Documentation formatting appears as expected in rendered files

greyp9 · 2025-01-01T00:33:58Z

Hi @babubabu; thanks for the contribution! Looks like the "integration-tests" CI failed on this PR for the new test that was added. You can easily run this single test (after a full build) with a command line something like this:

nifi/nifi-extension-bundles/nifi-kafka-bundle % mvn verify -P integration-tests -pl nifi-kafka-3-integration -Dit.test=PublishKafkaWrapperX6IT

babubabu · 2025-01-01T01:10:28Z

Hi @greyp9 ,
Thanks for your response. Yes I saw it, but couldn't fix it easily yesterday. I'm on it at 2nd Jan ;-)
Happy new year :-)

babubabu · 2025-01-01T20:54:18Z

Hello @greyp9,
I fixed the test setup, now it should work ;-)
Can you please review it again?

Add possibility to leave out the "value" attribute in flowfile wrapper to support publishing kafka tombstones. With this solution, we support a wrapper either completely without the "value" attribute or with "value: null". The JSON Reader and AVRO Set writer support null values out-of-the-box

babubabu · 2025-01-02T07:19:05Z

Fixed checkstyle violations and rebased to current main

greyp9 · 2025-01-02T18:18:42Z

Hello @greyp9, I fixed the test setup, now it should work ;-) Can you please review it again?
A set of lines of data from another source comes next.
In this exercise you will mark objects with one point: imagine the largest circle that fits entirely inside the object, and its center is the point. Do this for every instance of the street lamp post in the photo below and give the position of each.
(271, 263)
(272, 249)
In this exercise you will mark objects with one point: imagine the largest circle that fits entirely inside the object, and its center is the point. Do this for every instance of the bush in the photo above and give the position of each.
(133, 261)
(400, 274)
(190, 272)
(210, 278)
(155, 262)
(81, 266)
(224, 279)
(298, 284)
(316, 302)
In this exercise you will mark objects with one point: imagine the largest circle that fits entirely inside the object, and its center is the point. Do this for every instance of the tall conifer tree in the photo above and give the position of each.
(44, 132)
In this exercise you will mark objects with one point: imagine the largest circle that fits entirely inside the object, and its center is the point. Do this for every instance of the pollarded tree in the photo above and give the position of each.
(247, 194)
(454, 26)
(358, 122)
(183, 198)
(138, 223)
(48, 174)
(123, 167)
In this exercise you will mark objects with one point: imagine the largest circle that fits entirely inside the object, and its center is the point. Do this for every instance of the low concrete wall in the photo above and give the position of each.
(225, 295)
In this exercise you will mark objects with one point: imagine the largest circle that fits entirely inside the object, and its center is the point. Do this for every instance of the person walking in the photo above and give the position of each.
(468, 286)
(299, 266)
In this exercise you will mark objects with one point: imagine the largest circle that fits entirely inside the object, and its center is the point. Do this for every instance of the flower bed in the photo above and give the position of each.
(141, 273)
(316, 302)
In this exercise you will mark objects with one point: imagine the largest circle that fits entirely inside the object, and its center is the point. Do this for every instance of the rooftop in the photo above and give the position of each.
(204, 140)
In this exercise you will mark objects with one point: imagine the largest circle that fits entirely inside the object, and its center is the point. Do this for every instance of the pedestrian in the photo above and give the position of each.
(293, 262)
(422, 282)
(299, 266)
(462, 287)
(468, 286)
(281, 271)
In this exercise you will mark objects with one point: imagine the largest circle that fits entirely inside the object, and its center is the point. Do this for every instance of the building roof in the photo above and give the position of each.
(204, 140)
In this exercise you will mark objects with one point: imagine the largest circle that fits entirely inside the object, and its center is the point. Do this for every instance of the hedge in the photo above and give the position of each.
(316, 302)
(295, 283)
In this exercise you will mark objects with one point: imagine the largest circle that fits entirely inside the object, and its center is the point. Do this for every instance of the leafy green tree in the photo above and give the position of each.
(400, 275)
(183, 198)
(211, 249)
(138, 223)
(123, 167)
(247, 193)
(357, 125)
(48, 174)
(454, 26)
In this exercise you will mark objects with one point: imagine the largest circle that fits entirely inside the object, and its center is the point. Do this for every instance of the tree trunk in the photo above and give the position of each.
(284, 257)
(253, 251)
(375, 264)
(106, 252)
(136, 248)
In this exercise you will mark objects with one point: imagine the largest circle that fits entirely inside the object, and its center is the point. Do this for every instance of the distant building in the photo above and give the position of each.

I just started the automation.

It looks like there is a bit of additional nuance related to the kafka.tombstone FlowFile attribute. As you noted in the JIRA, this field is currently unused.

It makes sense that RecordWrapperStreamKafkaRecordConverter implements the tombstone logic. But if we implement this here, then FlowFileStreamKafkaRecordConverter should get a corresponding touch. The other two implementations (record and delimited) probably don't need an implementation, as those were unimplemented in the old PublishKafka_2_6. The relevant code seems to be here:

https://github.com/apache/nifi/blob/support/nifi-1.x/nifi-nar-bundles/nifi-kafka-bundle/nifi-kafka-2-6-processors/src/main/java/org/apache/nifi/processors/kafka/pubsub/PublisherLease.java#L164-L170

Additionally, ConsumeKafka should also get a touch, to set the FlowFile attribute if a null value is received, as implemented in NIFI-12371 changeset.

Thanks for your continued attention to this!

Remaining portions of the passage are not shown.